Phew. Not a double album. The first playlist of this album that I found had 17 tracks listed, but five of these stem from the re-issue bonus tracks, which I largely ignore. Plus the tracks are generally quite short, so after a few albums that felt like lengthy slogs through some fairly generic rock, this makes a nice change.
I could see Newman’s music fitting into a
cabaret setting, it’s got a very show-tune quality. Sometimes this is upbeat
and jaunty, such as the song for which I was named, Simon Smith And His Amazing
Dancing Bear. Well, I was named for the version recorded by The Alan Price Set,
which is more jaunty and ragtime – Newman's own version of the song that he
wrote is a little slower and less boppy (see also the version performed by The
Muppets with Scooter on vocals and Fozzie Bear on “dancing plus interjections”).
Others are much slower – there's a gospel
song He Gives Us All His Love that is in such a slow time signature that it
sounds depressing rather than joyful.
But then the lyrics tell us that "He
hears the babies crying /, He sees the old folks dying"
and then does nothing about it, and the satirical nature is laid bare. No wonder
a song about "God’s love" is so downbeat. We get more of Newman’s satire on the
track Political Science in which he exhorts the USA to “drop the big one”
on the rest of the world because they all hate the US but aren’t any use (“Canada’s
too cold, Europe’s too old”).
Just as some people might think that Newman does actually
think that “short people got no reason to live” (not on this album),
this sadly is the kind of sentiment that the orange stain and its enablers do
really espouse. Burn On, meanwhile, is about the Cuyahoga River in Ohio
catching fire due to pollution, an event that really happened.
Probably the most well-known track on here is You Can
Leave Your Hat On, memorably covered by Tom Jones for the film The Full Monty.
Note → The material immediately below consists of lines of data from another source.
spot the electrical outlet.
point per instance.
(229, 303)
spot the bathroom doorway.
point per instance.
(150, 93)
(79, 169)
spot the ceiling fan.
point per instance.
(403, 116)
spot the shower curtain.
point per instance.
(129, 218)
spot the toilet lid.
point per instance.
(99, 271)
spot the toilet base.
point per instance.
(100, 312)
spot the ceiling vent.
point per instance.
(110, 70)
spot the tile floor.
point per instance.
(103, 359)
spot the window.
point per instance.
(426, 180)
When Jones sings it, he imbues it with a (slightly sleazy) sensuality. Newman’s
original version, with its machine-like beat, makes it feel much more like a
satire on exploitation.
Newman is, I think, one of those songwriters where the
songs are good, but also tend to work better when covered by other people (see
also Bob Dylan). Not that, despite sounding like he has a blocked-up nose,
Newman can’t sing, but more that the arrangements on this album tend towards
not only being very sparse, but also oddly subdued.